What makes a good porno? The hot chicks with their titties flopping around? The pervy dudes with long hair and mustaches? The shitty 80's-style music? The wonderfully horrible acting? It's a subject that has sparked many a debate over the years. Here, on my web site, I list six things that, in my expert veteran porn-watching opinion, all good pornos must have.
1. There has to be at least one penis.
I figured I would go ahead and make the most debatable qualification first. Many people will disagree with me on this one, saying that you don't watch a porno to see some dude's schlong. I can see this point, but I must respectfully disagree, and I'll tell you why in a moment, but first, a clarification on what I mean by at least one penis. What I mean is that there can be as many titties flopping around as they can fit in a camera shot, but there has to be a man in the scene somewhere. There doesn't need to be more than one, (although those types of pornos do tend to score highly in my sixth qualification) but there has to be at least one. The reason there has to be one is that when you watch a porno, you have to be able to pretend that someday, somehow, on some planet, in some other lifetime, you could be that pervy-looking dude with the three chicks fighting over his junk. It's hard to pretend you could be involved when it's two raging lesbians at a rug-munching convention.
2. The man attached to said penis can't be a total train wreck.
Again, some people will disagree, because you don't watch a porno to check out the guys, but again I'll explain why the guy can't be horribly disfigured or unspeakably ugly. Mind you, they don't have to be Mr. Universe, but they shouldn't be really ugly either. The reason for that is that watching a porno, just like watching any normal movie, requires a certain suspension of disbelief. It's hard to suspend your disbelief when the chick looks like she could have been prom queen, and the dude looks like Quasimodo. Plus if you have a really, REALLY ugly guy, it can be a distraction.
3. They can't be giving stage directions or interacting with the cameraman.
This goes along with the suspension of disbelief I was talking about in my last paragraph. It's like if you go to the movie theatre to watch a Spiderman movie. You don't want to be watching a scene, and all of a sudden Tobey Maguire says "Oh shit, I forget my line.
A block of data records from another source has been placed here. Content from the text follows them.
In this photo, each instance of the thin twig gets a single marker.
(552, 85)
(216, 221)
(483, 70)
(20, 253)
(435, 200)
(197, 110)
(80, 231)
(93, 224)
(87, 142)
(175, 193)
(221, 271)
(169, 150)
Can we start that scene over?" We know it's just a movie, but it would completely ruin the story to have something like that in the middle of a scene. Just like in porno when a cameraman is just standing there filming some chick's snatch for like ten minutes, so all of a sudden she stops faking an orgasm long enough to say "Pan up." It totally ruins it.
4. The chick or chicks has to be hot.
I've heard some argue that pornos are better when the chicks look like real, normal chicks, but I happen to disagree. If I wanted to see a normal chick naked, I'd go to a bar, pick out a normal-looking chick, buy her a few drinks, and see the real thing.
5. It has to have funny music.
Funny music is almost as essential a part of porno as naked chicks. A porno without funny music is like bowling without the goofy shoes. Sure, you'd never be caught wearing shoes like that under any other circumstances, but without them, bowling just wouldn't feel right.
6. It has to be degrading to women.
There is a time and a place for nice, boring sex between equal partners in a relationship. Porno isn't it. The whole point of a porno is to act out the fantasies of the viewers. When I watch a porno I want to see the dudes say and do things I couldn't get away with in real life. In real life, I can't go around telling hot chicks I've got a gold necklace around my junk and all they have to do to get it is polish my knob. If you actually said and did some of the things guys do in pornos you'd get sued, shot, or, at the very least, kicked square in the balls. And besides, watching a porno that isn't degrading to women is like watching a movie where nothing blows up. What the hell is the point?